Sergio Romano, Corriere della Sera 4/10/2014, 4 ottobre 2014
L’ISLAMISMO IN CINA. IL CASO DELLO XINJIANG
È lecito domandarsi (e domandare) come mai i terroristi islamici minacciano di conquistare e di distruggere l’Occidente, ma non si permettono di rivolgere le stesse minacce anche alla Cina, per esempio?
Riccardo D’Auria
rdauria@alice.it
Caro D’Auria,
Anche in Cina esiste una questione musulmana. Nella provincia autonoma del Xinjiang, sulle frontiere occidentali della Repubblica popolare, vivono gli uiguri, discendenti delle antiche tribu turcomanne variamente presenti in quasi tutte le repubbliche ex sovietiche dell’Asia centrale. Sono più di 8 milioni, rappresentano il 41% della popolazione, praticano l’Islam con gradi diversi di devozione e chiedono una autonomia che fu teoricamente concessa da Mao negli anni Cinquanta del secolo scorso, ma negata di fatto dal potere centrale negli anni seguenti. Vi sono stati sporadici atti di terrorismo, anche a Pechino, e vi sono stati sanguinosi scontri nel luglio del 2009 fra gli uiguri e i residenti cinesi di etnia Han quando le autorità hanno deciso la distruzione del centro storico di Kashgar, una delle maggiori città della provincia, per fare posto a un quartiere moderno. Occasionalmente appaiono notizie sulla presenza di qualche volontario uiguro nelle milizie islamiste che combattono in Afghanistan, Iraq e Siria. Ma i musulmani del Xinjiang, come quelli dell’Asia centrale, sembrano avere una connotazione religiosa molto più sfumata e distaccata di quella che caratterizza le società del grande Medio Oriente.
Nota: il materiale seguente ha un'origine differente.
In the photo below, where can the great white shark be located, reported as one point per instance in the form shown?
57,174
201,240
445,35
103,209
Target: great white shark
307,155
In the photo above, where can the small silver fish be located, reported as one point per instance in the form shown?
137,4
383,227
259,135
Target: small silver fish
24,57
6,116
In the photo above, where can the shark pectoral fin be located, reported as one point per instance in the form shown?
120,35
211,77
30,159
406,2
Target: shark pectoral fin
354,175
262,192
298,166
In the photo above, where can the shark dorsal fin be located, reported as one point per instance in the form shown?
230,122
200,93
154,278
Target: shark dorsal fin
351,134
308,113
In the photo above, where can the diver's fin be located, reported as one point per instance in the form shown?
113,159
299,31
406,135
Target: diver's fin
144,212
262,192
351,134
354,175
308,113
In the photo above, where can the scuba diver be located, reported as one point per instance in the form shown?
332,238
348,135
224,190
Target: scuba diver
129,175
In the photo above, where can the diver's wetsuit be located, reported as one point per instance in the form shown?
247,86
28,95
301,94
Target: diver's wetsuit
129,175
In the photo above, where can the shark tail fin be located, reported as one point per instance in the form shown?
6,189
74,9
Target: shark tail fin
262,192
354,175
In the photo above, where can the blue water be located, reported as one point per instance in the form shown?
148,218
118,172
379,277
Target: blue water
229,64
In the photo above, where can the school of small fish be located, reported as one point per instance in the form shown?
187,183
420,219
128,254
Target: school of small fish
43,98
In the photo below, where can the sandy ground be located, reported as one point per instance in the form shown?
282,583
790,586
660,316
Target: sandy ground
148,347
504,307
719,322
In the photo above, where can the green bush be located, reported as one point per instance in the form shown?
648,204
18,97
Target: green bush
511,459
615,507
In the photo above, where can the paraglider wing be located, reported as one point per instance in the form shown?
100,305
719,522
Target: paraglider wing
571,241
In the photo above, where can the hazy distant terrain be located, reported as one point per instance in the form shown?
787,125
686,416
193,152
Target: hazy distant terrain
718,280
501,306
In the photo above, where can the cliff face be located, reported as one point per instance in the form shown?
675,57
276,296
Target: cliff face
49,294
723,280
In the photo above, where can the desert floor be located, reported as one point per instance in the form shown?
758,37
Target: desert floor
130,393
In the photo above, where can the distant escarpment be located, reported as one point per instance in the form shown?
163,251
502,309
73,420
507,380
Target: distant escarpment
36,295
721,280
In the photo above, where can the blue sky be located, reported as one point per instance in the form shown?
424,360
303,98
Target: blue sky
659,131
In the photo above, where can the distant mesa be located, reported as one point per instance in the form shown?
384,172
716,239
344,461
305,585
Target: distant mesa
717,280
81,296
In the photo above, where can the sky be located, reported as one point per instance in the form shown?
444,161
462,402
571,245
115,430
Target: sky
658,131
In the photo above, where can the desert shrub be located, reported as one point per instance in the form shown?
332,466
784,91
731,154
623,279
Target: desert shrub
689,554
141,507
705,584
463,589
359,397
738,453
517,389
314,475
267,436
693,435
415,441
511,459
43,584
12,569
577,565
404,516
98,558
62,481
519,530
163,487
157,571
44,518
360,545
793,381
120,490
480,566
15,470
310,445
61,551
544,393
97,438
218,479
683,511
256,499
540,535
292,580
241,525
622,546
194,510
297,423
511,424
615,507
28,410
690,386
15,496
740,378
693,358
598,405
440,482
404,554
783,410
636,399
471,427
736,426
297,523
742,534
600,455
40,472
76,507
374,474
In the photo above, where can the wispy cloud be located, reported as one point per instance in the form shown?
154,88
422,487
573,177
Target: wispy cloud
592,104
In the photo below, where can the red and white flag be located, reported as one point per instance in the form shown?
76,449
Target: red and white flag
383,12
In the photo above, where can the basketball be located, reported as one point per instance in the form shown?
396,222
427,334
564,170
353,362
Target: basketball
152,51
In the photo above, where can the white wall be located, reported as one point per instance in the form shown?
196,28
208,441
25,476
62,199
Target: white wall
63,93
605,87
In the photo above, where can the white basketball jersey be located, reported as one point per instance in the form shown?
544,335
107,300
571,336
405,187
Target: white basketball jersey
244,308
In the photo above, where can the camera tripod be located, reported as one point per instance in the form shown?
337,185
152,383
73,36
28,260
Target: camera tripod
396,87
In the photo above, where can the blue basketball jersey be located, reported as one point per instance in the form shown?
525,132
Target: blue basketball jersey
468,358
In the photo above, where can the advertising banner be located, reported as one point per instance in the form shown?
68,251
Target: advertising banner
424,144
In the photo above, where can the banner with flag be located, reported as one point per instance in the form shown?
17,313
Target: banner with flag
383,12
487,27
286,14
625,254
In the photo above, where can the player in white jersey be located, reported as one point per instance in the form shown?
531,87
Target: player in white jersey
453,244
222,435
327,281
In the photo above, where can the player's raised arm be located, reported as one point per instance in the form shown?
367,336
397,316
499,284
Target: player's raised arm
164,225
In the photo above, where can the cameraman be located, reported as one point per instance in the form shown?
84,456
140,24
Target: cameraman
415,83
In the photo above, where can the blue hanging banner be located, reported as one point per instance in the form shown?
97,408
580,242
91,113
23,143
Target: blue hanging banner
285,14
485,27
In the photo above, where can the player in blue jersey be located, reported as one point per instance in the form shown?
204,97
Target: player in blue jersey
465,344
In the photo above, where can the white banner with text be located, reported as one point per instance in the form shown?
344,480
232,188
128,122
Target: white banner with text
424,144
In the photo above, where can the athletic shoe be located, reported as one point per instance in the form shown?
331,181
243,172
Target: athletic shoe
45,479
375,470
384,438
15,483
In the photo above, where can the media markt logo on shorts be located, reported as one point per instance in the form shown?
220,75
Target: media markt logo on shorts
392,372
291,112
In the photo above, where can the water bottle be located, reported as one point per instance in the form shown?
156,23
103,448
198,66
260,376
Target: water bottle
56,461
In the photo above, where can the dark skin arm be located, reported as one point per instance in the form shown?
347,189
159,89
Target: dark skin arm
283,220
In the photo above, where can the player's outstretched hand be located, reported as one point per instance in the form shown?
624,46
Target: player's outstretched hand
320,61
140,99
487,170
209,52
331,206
Più che confessionale, quindi, il problema sembra essere soprattutto identitario. Gli uiguri vogliono usare la loro lingua nelle scuole, nelle università, nei mezzi d’informazione e chiedono autogoverno. Pechino resiste alle loro richieste perché teme e combatte tutti i fenomeni potenzialmente separatisti. Il caso del Xinjiang, quindi, non è sostanzialmente diverso da quello del Tibet. Ma nel caso della provincia musulmana, i cinesi, secondo alcuni osservatori, si sono serviti dello spauracchio dell’islamismo radicale per meglio giustificare la durezza con cui trattano gli uiguri. In un articolo dell’International New York Times del 29 settembre, uno storico americano dell’Asia Centrale, James A. Millward, ha ricordato il caso recente di un intellettuale uiguro, Ilham Tohti, che è stato condannato all’ergastolo per «incitazione al separatismo». Ma Tohti, secondo Millward, chiedeva soltanto il rispetto delle promesse di Mao.
Quanto alla sua domanda, caro D’Auria (perché i terroristi islamici non minacciano la Cina?) la ragione è soprattutto storica. Il mondo arabo fu colonizzato dagli Stati europei, non dallo Stato cinese.